La radiofrecuencia endovenosa consiste en el tratamiento de las varices mediante calor, aplicando energía térmica controlada. Se trata de una opción alternativa, donde a través de la vena se introduce un electrodo bipolar hasta la ingle, que es donde normalmente radica el mayor problema. Este electrodo, a través de la temperatura en contacto con la pared de la vena, produce una alteración de las proteínas que provoca el cierre de esta vena, eliminando la presión hidrostática sobre la misma.
Desde el punto de vista tecnológico no tiene nada que ver con el láser, ya que la radiofrecuencia es por contacto de la pared a una temperatura baja, entre 80º C y 100º C, lo que produce una desnaturalización del colágeno de la pared, una retracción y el cierre de la vena. Por contra, el láser trabaja a una temperatura de unos 700º C, y lo que produce es una oclusión trombótica.
Cualquier paciente puede ser tratado con esta técnica, si bien es especialmente recomendado para aquellos que tienen varices complicadas y no estéticas.
Decir que la técnica escleoterapia, ya sea líquida con espuma, es una técnica complementaria a lo que sería una técnica mayor para varices reticulares o para capilares con esclerosis líquida.
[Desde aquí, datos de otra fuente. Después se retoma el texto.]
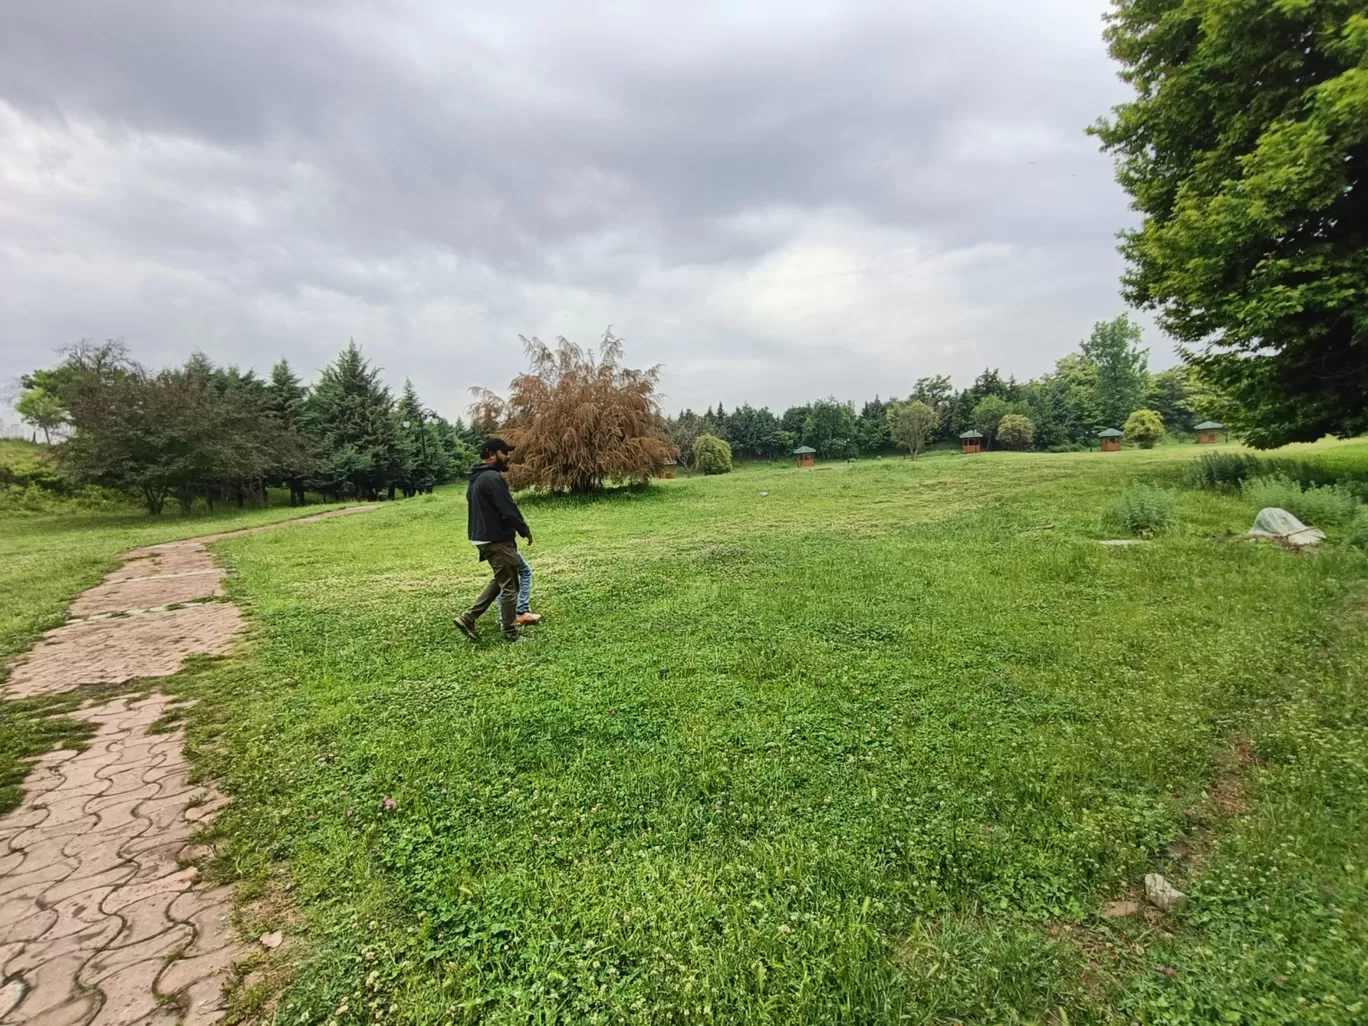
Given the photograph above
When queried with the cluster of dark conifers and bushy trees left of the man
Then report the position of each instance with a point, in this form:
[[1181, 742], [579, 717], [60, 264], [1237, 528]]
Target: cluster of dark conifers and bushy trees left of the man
[[207, 434]]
La diferencia entre ambas técnicas, radiofrecuencia o cirugía convencional, radica en la recuperación del paciente, ya que con la radiofrecuencia, el tiempo de reestablecimiento es menor y se alcanza inmediatamente una calidad de vida mayor.
No hay una técnica estándard de varices, y la técnica a aplicar debe ser adecuada al tipo de paciente, y lo normal es aplicar la combinación de varias técnicas para conseguir mejores logros.
La radiofrecuencia se aplica desde 1998 tanto en EEUU como en Europa, y se calcula que por ella han pasado ya más de 250.000 pacientes.
Respecto a la posibilidad de no tratar las varices, lo primero que hay que saber, es que ello producirá nuevas varices, ya que la sangre necesita conductos por donde circular, y luego hay 3 posibles problemas de mayor o menor gravedad:
La varicotrombosis o formación de un coágulo dentro de la vena con el riesgo que ello comporta, luego está la úlcera venosa en estadios más avanzados, y por último la varicorragia, que es cuando cualquier golpe puede desencadenar una hemorragia externa.
El tamaño de las varices determina generalmente la sintomatología y la gravedad de las varices, por tanto a mayor volumen y relieve, más necesidad de ser tratada.
Hoy en día hay suficientes técnicas para que cualquier variz pueda ser tratada, mediante técnicas más sencillas o complejas, pero todas tienen capacidad de ser reparadas.